Sir Edward William Elgar was born to a typical, but musical, family in a small town near Worcester, England, but grew to become one of England’s most recognized composers, getting knighted in 1904 for his contributions to music under the Crown. Ironically, Elgar was known to describe himself as an outsider, with most of his musical influences being drawn from continental Europe, rather than his home country. It wasn’t until his forties that Elgar became a recognized name with the completion of the famous Enigma Variations and Cello Concerto. While influenced by German composers such as Brahms and Wagner, especially in their use of chromaticism, Elgar drew on the 19th century French composers, such as Saint-Saëns and Berlioz, to develop his style in orchestration. Composed over a series of years, Elgar’s Harmony Music 1-7 were charmingly conceived through friendship. Incredibly, Elgar, who played bassoon himself, although quite poorly, organized regular woodwind chamber readings with his two brothers Frank and William, Hubert Leicester, the Mayor of Worcester, and councilman Frank Exton. These Harmony Music compositions, which range from 4 to 25 minutes in length, helped Elgar develop his woodwind writing for his later orchestral works.

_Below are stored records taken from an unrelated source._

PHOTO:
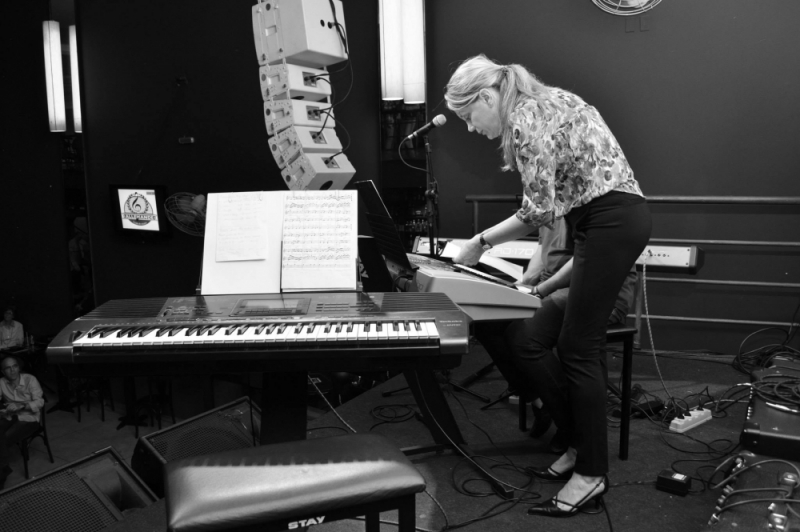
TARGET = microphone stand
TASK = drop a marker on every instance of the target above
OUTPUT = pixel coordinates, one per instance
(431, 199)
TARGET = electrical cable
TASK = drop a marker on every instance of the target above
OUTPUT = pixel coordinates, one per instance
(314, 384)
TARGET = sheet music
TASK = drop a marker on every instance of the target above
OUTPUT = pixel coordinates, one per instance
(242, 228)
(320, 244)
(239, 276)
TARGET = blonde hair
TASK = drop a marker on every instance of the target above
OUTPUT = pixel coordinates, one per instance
(514, 83)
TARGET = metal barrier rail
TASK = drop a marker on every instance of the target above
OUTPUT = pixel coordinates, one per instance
(477, 199)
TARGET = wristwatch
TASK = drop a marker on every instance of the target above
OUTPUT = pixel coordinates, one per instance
(484, 244)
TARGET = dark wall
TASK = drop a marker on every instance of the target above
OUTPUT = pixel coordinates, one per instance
(134, 113)
(35, 264)
(703, 99)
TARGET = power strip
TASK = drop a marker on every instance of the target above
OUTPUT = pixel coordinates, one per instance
(690, 420)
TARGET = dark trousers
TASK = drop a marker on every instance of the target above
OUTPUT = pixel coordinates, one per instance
(610, 232)
(11, 432)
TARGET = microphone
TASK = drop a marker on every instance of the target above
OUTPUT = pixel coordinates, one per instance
(438, 120)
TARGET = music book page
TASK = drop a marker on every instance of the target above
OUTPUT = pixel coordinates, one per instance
(269, 242)
(241, 254)
(320, 240)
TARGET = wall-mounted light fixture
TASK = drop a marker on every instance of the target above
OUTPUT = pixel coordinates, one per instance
(54, 76)
(76, 86)
(402, 24)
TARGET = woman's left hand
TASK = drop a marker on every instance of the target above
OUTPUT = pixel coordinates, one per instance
(470, 253)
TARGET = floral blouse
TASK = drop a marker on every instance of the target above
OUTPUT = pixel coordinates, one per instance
(566, 157)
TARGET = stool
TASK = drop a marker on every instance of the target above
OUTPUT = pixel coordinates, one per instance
(614, 334)
(292, 485)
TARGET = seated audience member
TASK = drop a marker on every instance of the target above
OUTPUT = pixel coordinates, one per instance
(21, 411)
(11, 332)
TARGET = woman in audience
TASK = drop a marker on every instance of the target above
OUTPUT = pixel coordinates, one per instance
(21, 411)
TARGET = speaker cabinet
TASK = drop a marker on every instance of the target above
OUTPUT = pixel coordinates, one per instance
(87, 495)
(236, 425)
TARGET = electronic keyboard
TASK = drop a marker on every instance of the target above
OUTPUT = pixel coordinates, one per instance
(482, 296)
(288, 327)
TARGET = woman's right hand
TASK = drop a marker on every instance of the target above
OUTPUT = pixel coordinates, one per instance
(470, 253)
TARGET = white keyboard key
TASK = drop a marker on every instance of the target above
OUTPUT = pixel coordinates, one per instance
(433, 332)
(361, 332)
(383, 330)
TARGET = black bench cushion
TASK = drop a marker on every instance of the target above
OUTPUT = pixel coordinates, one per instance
(281, 481)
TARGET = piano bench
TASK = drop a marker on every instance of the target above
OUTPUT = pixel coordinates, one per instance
(614, 334)
(293, 485)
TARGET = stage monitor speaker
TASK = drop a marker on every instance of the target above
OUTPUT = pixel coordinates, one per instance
(87, 495)
(236, 425)
(772, 428)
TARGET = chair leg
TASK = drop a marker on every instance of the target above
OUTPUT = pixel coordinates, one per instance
(23, 447)
(406, 514)
(47, 444)
(373, 522)
(171, 403)
(523, 413)
(625, 407)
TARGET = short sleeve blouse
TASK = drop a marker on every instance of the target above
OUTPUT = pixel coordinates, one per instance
(567, 157)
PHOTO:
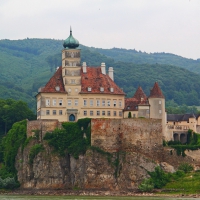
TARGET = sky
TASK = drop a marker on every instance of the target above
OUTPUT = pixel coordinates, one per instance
(171, 26)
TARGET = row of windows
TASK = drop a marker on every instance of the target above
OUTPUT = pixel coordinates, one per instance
(86, 113)
(102, 113)
(86, 102)
(60, 112)
(102, 103)
(54, 102)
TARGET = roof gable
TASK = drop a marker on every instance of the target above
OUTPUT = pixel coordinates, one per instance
(95, 80)
(55, 81)
(139, 94)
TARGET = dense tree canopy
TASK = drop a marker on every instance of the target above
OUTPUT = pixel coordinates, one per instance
(28, 64)
(12, 111)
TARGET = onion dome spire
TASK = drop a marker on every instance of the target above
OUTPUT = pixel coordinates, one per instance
(71, 42)
(156, 92)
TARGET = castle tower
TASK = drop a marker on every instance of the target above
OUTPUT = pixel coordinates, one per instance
(157, 106)
(71, 73)
(157, 102)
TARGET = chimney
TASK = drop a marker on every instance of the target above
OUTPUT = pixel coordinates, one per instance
(103, 68)
(84, 67)
(110, 73)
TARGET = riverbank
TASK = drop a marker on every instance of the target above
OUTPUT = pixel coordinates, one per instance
(39, 192)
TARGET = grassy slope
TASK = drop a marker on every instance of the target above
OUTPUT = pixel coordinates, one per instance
(189, 184)
(139, 57)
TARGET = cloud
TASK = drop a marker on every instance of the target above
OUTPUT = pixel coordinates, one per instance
(152, 26)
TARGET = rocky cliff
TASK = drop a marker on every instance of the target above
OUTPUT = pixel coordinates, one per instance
(122, 153)
(94, 170)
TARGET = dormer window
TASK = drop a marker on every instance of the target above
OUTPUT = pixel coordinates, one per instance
(73, 81)
(89, 89)
(57, 88)
(101, 89)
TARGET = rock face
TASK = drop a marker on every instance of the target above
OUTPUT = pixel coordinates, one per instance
(134, 146)
(91, 171)
(120, 171)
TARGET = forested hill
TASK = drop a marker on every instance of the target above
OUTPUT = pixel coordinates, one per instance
(139, 57)
(28, 64)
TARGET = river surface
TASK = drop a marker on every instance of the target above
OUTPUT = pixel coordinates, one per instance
(24, 197)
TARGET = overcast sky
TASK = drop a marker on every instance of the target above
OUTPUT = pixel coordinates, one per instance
(171, 26)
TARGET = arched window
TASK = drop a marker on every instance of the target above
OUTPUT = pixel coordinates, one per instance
(71, 118)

Malcolm Arnold (1921-2006)

Fantasy for Flute and Clarinet 


English composer Sir Malcolm Henry Arnold developed his tuneful and soulful style in part through his many theatre commissions, but also through the hundred plus film scores he composed. An accomplished trumpet player (principal of the London Philharmonic Orchestra and BBC Symphony Orchestra by age 25), Arnold was open minded to music other than the traditional string quartet. Arnold composed the Fantasy for Flute and Clarinet in the early 1960s, at a time when he was very drawn by movies scores. Despite being a very short work, the work clearly displays Arnold’s forced dissonance and heartfelt tunes. The Fantasy was written to be played by his two children, Katherine and Robert.



Gustav Holst (1874-1934)

Sextet in e minor for Oboe, Clarinet, Bassoon, Violin, Viola and Cello 


Born in Gloucestershire, in South Western England, Gustav Holst had a mixed heritage of British, Swedish, Latvian and German ancestry with three generations of professional musicians on his mother’s side. As is with many composers, Holst was not able to sustain himself financially through his compositions in his early career, so he worked as a professional trombonist, pedagogue, and piano accompanist. Heavily influenced by German composers Strauss and Wagner, Holst did not develop a unique personal writing style until much later in his life, specifically after becoming familiar with Ravel’s music. This German-French influence, not unlike that of Elgar’s, drew Holst to compose in Romantic fashion but with the use of English folk songs. Discovered after Gustav Holst’s death, the Sextet in e minor was composed at the turn of the century, in the year 1900. Composed in four movements, the Sextet calls for a rare mix of woodwinds and strings, emulating the sound of a chamber orchestra. Influenced by the Romantic greats, the German styles of Mendelssohn, Schumann and Brahms are clear throughout the English composer’s work.